Currently, we use the predefined model parameters.

py
pred_lr=LR.predict(xv_test)

Further on, we now try to find the score.

py
LR.score(xv_test, y_test)

Lastly, let us take a look at the classification report:

py
print(classification_report(y_test,pred_lr))

#Decision Tree

Performing similar modeling steps as above,

py
from sklearn.tree import DecisionTreeClassifier
DT = DecisionTreeClassifier()
DT.fit(xv_train, y_train)
py
pred_dt = DT.predict(xv_test)
py
DT.score(xv_test, y_test)

We already see a slight improvement over Random Forest. The classification report of Decision tree is shown below:

py
print(classification_report(y_test, pred_dt))

#Gradient boosting classifier

py
from sklearn.ensemble import GradientBoostingClassifier
GBC = GradientBoostingClassifier(random_state=0)
GBC.fit(xv_train, y_train)
py
pred_gbc = GBC.predict(xv_test)
py
GBC.score(xv_test, y_test)

The score of the gradient boosting classifier is similar to that of the decision tree. Let us look at the classification report to find more:

py
print(classification_report(y_test, pred_gbc))

#Random Forest

py
from sklearn.ensemble import RandomForestClassifier
RFC = RandomForestClassifier(random_state=0)
RFC.fit(xv_train, y_train)
py
pred_rfc = RFC.predict(xv_test)
py
RFC.score(xv_test, y_test)

As noticed, Random forest outperforms all the above models. Checking the classification report below:

py
print(classification_report(y_test, pred_rfc))

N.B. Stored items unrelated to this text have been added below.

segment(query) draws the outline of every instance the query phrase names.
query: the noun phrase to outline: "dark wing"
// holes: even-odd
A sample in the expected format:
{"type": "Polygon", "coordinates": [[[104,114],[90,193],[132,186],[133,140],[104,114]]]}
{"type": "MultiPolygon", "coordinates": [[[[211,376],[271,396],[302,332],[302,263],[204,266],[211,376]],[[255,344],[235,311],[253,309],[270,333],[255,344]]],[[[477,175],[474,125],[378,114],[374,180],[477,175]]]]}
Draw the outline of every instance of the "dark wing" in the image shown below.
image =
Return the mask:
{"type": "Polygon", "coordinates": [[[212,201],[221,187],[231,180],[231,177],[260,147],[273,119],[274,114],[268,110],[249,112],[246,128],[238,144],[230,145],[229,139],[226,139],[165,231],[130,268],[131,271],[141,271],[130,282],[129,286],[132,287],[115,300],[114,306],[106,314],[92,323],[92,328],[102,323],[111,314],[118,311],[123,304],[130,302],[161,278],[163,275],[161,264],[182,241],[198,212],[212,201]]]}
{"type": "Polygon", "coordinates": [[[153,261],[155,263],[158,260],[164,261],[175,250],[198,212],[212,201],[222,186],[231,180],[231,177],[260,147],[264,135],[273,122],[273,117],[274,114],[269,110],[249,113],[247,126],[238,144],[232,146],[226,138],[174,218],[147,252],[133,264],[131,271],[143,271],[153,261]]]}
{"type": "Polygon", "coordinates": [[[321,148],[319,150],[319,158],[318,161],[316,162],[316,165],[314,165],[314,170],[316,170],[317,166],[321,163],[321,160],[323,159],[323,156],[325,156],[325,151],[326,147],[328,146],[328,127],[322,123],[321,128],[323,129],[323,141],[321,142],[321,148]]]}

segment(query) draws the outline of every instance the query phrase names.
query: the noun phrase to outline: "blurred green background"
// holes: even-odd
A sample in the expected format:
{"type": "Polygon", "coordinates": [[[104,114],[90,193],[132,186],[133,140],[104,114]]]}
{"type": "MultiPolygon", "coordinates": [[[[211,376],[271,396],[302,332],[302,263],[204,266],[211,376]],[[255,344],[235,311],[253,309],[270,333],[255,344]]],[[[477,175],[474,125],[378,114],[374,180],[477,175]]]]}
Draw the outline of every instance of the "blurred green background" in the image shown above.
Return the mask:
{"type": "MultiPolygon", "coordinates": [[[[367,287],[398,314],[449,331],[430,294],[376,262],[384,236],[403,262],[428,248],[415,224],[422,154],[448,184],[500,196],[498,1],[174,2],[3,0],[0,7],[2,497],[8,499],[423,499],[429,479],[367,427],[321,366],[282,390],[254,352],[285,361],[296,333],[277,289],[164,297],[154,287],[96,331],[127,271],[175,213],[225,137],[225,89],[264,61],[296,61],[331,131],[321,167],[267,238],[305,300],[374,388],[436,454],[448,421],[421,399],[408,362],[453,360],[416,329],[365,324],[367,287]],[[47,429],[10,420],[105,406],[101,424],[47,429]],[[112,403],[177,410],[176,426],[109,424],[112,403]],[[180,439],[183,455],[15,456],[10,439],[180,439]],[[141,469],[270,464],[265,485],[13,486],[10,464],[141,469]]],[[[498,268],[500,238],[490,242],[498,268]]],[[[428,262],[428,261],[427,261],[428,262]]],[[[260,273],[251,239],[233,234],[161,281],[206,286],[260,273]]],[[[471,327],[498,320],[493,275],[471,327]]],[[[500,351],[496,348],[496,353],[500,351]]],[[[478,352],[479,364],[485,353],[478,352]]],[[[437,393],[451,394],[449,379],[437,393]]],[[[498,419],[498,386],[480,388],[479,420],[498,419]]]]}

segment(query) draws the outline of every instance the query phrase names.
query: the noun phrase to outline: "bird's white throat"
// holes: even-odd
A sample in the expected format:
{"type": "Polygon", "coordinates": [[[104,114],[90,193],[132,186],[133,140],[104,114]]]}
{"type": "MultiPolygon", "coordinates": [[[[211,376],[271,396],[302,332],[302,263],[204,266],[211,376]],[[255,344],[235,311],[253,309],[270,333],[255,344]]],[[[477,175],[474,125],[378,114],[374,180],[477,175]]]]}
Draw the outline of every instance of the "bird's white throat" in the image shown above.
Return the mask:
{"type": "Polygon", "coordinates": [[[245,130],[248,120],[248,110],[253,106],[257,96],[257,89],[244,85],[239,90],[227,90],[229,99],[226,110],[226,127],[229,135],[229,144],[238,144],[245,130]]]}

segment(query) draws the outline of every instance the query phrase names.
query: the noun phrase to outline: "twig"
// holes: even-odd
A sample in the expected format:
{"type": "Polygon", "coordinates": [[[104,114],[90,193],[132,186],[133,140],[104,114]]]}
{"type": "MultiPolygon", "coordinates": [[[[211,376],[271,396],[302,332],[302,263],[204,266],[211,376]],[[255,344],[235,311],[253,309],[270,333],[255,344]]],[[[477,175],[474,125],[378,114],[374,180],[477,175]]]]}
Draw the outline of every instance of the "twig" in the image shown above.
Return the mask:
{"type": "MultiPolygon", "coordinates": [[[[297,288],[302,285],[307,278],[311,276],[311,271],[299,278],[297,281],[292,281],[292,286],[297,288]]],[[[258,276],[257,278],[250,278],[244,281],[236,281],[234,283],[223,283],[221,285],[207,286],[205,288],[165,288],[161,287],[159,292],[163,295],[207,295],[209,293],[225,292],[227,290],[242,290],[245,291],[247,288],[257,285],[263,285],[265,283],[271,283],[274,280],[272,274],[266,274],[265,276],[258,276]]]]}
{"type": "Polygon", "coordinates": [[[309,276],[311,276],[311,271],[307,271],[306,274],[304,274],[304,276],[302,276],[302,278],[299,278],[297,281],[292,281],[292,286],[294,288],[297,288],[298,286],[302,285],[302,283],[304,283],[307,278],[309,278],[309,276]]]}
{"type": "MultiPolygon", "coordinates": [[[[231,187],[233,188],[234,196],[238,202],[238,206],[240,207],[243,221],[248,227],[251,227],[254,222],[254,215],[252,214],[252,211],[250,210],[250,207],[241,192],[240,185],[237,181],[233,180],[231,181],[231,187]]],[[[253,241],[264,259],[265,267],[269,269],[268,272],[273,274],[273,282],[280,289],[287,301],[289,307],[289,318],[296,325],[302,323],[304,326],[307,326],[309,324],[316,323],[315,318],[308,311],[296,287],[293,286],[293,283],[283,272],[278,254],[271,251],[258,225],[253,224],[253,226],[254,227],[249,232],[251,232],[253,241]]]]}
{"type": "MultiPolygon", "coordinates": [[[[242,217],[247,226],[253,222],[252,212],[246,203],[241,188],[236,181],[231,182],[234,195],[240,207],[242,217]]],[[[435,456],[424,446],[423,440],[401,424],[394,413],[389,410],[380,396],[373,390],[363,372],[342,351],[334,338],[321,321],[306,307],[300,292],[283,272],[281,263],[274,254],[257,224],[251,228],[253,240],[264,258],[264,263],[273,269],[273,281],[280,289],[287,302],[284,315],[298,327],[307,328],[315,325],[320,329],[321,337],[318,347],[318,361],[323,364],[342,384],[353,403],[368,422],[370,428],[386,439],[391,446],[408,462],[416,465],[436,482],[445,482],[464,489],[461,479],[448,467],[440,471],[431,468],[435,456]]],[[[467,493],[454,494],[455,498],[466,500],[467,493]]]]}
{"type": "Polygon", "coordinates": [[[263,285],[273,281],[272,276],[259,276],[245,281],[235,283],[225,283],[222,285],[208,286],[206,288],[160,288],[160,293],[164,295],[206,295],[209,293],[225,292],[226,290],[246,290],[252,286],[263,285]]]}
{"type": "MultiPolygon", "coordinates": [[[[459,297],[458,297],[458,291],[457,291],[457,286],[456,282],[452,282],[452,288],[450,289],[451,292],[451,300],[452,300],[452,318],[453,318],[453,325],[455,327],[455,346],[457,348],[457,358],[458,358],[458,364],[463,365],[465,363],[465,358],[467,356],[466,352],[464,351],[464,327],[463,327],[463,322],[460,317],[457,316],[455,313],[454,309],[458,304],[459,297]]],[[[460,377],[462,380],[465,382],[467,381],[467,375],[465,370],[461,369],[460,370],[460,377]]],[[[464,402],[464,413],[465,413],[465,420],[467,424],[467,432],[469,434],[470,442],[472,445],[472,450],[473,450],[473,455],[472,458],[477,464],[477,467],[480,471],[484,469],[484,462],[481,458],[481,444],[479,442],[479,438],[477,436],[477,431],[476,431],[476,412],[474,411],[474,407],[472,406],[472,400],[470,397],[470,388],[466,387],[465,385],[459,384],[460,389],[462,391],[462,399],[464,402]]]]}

Now that we have trained different models, we can use them for evaluation on unseen or new data. You can find the complete code on the notebook here: https://bit.ly/3w9qljr

Please note the models can be further improved by changing their hyperparameters. You can also experiment with considering both the titles and text for detecting fake news. The possibilities are endless.

I hope this notebook was of help. Do let me know if you have any questions or used different methods to train your model.